The second article “Can this smartphone app stop cyberbullying?” discusses a possible solution to try to prevent, reduce and stop cyberbullying from occurring. The solution includes an application for smartphones called “STOPit” on which you can send screenshots of wrong online behaviors to informed, specialized and trusted adults. Of course, this application propose an anonymous posting assurance. The interesting thing about this application is that it targets teenagers directly. The creator of “STOPit”, Todd Schobel, says that since the number one tool for cyberbullying is a smartphone why not “give them that exact smartphone that they’re so comfortable with, and let the kids make the difference”. Some skeptics doubt that the kids will actually use the application, the creator believes that everything relies on the anonymity of it, that it is the one thing that can make this work. Finally, the author, Lane Florsheim, mentions an important asset of this application: “fighting technology with technology could prove to be the best way to deter this pervasive, destructive behavior”.
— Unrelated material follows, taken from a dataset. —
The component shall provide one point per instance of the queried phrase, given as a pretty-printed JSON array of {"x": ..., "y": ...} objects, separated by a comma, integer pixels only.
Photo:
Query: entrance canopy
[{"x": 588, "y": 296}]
These articles from two different country show how cyberbullying is everywhere. I believe that they are closely related since one affirms that stricter laws are not the solution and the other clearly embrace that as well since they found a solution that does not involve tougher laws anywhere. Also, the article from the Gazette brings up the importance of understand the teenagers and their communication tools, which is clearly what Todd Schobel tried to do with the application “STOPit” that is available on smartphones, one of the most used communication tool in the younger communities.
In conclusion, cyberbullying is a really huge problem in our society so much that even some academic discipline such as psychology are interested in understanding the problems and the solutions. Psychology is a great academic discipline to understand how the teenagers interact with each other, and not judge what they do but clearly see from their perspective, which can help find solutions to different problems surrounding them. The Journal of Youth Studies published about the rise of cyberbullying in high school and the effects it has, which demonstrates the importance of stopping this disastrous behavior.